Don't do online banking? You could be charged $1 to receive your credit card statement via mail. Over 90 retailers who issue store credit cards Dallas-based Alliance Data Systems have decided to charge customers $1 per statement if they receive their credit card bill via mail. Retailers such as Ann Taylor, Victoria's Secret and Bealls department store are amongst those retailers implementing the $1 fee to offset the costs of the Credit Card Act. Many consumers advocates are against the fee and say it penalizes those who won't or can't do their banking online, especially the elderly. Others say that the $1 fee is just another way to make up for lost profits caused by the Credit Card Act.
"When we did a very careful assessment of what the CARD Act meant in terms of changing our monthly billing statement, it now has to include much more detail relating to the terms and conditions of the card. That effectively meant that we couldn't accomplish what we needed to accomplish on the number of pages that we had been mailing out in our monthly statement. We had to increase the amount of paper, production and ink, as well as the whole technical aspect of reconfiguring, reprogramming and recalibrating how we issue monthly bills."

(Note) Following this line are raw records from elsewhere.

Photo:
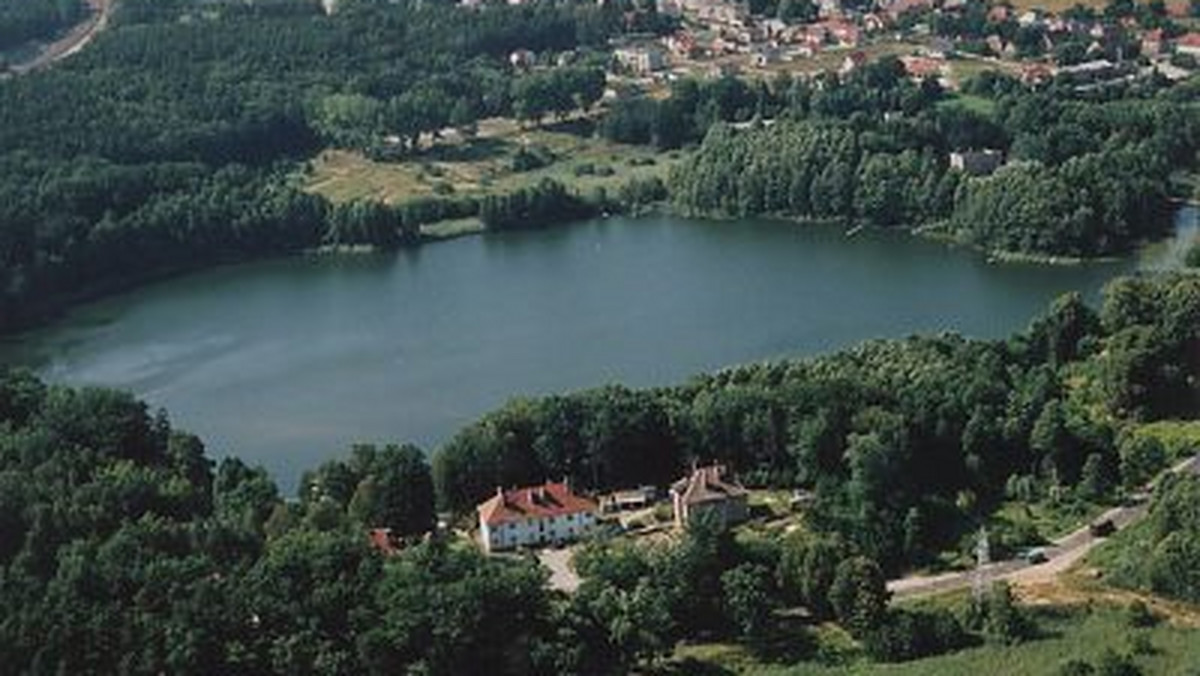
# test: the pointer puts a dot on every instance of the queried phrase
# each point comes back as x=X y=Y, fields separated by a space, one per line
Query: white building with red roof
x=534 y=516
x=1188 y=43
x=707 y=490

It doesn't seem that these retailers have any trouble advertising their products and other such things in credit card statements. How many additional pages do they need for their promotions? So why is that when it is time to comply with sensible legislation that consumers should pick up the tab? This new fee is punishing people who don't bank online. And unfortunately those who will be impacted the most by these new credit card fees will be the elderly who are often not internet savvy or who cannot afford to or do not desire to pay for internet service. Our legislators need to make sure that in the wake of the Credit Card Act, American credit card consumers are not burdened with a mountain of ridiculous fees.